《記録》10/25 にちようびのアトリエ「ちいさな声をきく」
半年ぶりのアトリエは、植物園でおこなうことにしました。
朝10時。ひさしぶりに会うこどもたちに、わたしのほうがドキドキしています。
この日集まったのは、年長〜4年生までの女の子4名。入口でお家の方に手をふって、さっそくこどもたちと茂る緑のなかへ進んでいきました。
歩き出すと、10月だというのに蚊に刺されたり、拾った木の実からムカデが出てきたり、の大騒ぎ。「帰りたい〜!」と泣き出す子もいて、「さてどうする?」をみんなで考える。
こどもたちとの冒険は、こんなはじまりでした。
木の実のスケッチ
それぞれが地図を片手に、相談しながら歩きます。神社をみつけたあと、「温室だったら虫はいないんじゃないか?」と温室に向かうことに。
途中、ちいさな画用紙をこどもたちに渡すと、さっそく朱い実のなる木をみつけてスケッチをはじめました。こどもたちの目の低さになる朱が、樹々の緑のなか、なんともあざやか。
木の葉ならべ
歩きながら、いろんな形、おおきさ、色の葉っぱを拾います。温室に着いて、みんなでおやつを食べていたときのこと。
「わたしはこうかな。」「う〜ん、わたしはこう。」
と<木の葉ならべ>がはじまりました。素敵なアイデアだなぁ、とながめていると「はい、先生の番!」
5人が順番に、ならべて、くずして、かたちのリレー。
こどもがつくりだす遊びのセンスには、ほんとうにドキッとさせられます。前半は虫騒ぎがあり、どうなるかしら、と思っていたけれど、青空と緑を歩くなかで、ちいさなうつくしさをみつめる目はすこしずつひらかれていたのだ、と嬉しくなりました。
こういうアイデアをスッと受け入れられるように、できるだけ最小限の荷物でいよう。両手がふさがってたら、こんな素敵なアイデアを拾えないものね。またひとつ、こどもに教わったこと。あらためて、幸福な仕事だななんて思う。
こどもたちの対話
この日、中心に置いていたのは、こどもたちの対話でした。
あっと言う間に過ぎていく時間を伝え、予定していた糸電話のワークショップも含めて「どうしようか?」と投げかけると「もうすこしスケッチしたいな」「みんなでどろけいしようよ」「糸電話もやりたい!」とばらばらの声。年上の女の子たちが「時間を決めて全部やろう!」とみんなの話をまとめてくれました。

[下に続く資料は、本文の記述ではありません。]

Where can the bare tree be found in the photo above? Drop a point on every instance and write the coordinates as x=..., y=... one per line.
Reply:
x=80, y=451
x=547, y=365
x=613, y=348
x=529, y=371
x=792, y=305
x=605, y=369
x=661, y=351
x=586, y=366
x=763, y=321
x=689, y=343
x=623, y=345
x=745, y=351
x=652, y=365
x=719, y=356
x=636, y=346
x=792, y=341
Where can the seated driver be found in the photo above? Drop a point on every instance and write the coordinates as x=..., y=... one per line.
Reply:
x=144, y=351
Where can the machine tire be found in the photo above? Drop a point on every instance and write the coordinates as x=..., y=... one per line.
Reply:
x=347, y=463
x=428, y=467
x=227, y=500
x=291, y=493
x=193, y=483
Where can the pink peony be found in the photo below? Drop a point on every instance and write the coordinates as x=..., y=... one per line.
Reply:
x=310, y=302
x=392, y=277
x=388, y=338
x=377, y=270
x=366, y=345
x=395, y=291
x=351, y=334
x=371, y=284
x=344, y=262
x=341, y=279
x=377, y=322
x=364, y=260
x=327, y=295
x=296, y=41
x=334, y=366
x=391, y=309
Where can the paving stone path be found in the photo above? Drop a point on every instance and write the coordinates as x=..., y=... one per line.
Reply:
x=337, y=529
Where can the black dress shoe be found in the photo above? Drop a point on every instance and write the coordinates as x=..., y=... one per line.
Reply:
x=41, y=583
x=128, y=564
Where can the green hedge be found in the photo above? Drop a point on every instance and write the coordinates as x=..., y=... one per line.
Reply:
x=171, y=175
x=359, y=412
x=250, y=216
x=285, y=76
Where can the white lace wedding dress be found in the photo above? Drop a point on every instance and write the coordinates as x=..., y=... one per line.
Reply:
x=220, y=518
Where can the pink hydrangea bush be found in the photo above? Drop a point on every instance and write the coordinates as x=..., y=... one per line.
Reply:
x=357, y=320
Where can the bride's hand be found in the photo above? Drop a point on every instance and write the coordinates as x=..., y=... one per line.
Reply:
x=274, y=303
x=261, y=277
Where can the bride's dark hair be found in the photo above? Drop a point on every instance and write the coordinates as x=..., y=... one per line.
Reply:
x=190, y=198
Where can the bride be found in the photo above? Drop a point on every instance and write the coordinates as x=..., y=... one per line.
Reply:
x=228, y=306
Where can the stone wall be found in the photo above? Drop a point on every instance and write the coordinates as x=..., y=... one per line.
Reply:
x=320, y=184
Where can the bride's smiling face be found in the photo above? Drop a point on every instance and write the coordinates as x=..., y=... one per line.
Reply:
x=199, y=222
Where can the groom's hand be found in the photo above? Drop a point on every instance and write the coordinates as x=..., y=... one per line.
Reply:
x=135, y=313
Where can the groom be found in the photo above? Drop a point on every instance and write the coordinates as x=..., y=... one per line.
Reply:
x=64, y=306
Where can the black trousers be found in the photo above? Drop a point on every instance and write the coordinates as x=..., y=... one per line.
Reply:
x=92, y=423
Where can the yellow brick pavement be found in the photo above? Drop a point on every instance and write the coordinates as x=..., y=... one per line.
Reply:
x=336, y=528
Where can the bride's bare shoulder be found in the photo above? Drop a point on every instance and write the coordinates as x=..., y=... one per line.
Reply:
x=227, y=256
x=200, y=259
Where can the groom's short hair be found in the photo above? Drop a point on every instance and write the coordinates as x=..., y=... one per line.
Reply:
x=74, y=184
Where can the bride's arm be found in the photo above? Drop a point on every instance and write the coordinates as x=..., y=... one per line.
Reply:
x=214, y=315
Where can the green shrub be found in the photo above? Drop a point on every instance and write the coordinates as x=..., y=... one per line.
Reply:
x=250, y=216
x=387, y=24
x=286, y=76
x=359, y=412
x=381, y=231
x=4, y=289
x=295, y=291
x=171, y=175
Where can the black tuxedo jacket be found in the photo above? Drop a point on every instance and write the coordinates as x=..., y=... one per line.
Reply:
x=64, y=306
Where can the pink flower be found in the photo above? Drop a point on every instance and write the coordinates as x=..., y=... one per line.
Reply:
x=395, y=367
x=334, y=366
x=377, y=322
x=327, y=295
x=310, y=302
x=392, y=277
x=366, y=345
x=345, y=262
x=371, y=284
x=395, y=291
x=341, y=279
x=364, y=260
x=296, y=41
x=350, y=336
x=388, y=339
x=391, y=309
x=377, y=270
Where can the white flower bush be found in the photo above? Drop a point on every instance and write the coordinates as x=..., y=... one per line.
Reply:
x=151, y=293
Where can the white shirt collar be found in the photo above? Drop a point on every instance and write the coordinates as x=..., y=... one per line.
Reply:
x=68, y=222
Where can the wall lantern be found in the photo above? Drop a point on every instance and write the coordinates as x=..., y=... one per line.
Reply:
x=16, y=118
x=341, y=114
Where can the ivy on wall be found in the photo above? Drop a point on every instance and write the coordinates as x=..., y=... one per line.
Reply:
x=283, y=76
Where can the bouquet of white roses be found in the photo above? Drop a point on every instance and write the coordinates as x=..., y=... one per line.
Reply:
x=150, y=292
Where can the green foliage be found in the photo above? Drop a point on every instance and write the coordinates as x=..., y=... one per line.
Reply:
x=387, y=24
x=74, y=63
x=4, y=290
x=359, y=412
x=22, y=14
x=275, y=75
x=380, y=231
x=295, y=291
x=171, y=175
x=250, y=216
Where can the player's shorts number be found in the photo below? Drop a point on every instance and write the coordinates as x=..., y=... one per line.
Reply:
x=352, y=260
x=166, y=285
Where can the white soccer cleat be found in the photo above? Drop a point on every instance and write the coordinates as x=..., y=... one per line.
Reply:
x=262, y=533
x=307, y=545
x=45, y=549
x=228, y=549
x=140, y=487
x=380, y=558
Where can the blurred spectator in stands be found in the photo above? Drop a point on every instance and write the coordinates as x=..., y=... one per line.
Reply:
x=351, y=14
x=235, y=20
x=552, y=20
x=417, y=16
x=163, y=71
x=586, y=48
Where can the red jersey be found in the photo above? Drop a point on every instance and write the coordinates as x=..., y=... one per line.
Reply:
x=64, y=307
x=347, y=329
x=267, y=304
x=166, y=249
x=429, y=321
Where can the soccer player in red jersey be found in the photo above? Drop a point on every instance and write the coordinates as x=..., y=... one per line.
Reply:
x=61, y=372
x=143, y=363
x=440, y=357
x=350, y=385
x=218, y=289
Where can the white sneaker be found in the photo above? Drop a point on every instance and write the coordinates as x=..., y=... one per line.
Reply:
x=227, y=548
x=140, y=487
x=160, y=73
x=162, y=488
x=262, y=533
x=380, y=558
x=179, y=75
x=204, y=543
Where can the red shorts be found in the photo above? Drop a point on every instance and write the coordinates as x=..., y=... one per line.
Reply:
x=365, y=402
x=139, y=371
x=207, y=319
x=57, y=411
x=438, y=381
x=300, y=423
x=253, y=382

急ぎ足になった部分もあったけれど、こどもたちが決めたこと。やりたくない子は「やらない」と言って、スケッチをしていたし、それでもしばらくすると、最後は全員で追いかけっこ。そうして、時間をすこし過ぎて、お家の方が待つ植物園の入口へ戻りました。
出会う場所
今回、ひさしぶりのワークショップをしたきっかけに、ひとつの記事がありました。
イタリアのある学校で、青空の下に机と椅子をならべ、先生たちが学校再開の準備をする写真。今年の夏ごろのことだから、いろんな面で不安や疲労があっただろう。でもその写真をみたとき、<場>というのは、こうして誰かがつづけてきたものなんだ、誰かがつづけていくものなんだ、そう思えたのでした。
どんなことが起こっても、生活は変わらずにつづいていく、というのが、秋になってわたし自身がようやく取り戻せた感覚でした。食べること、眠ること、人と出会うこと。
こどもたちの経験の場をつづけていこう。ゆっくりでも、できる範囲で。今はそんなふうに思います。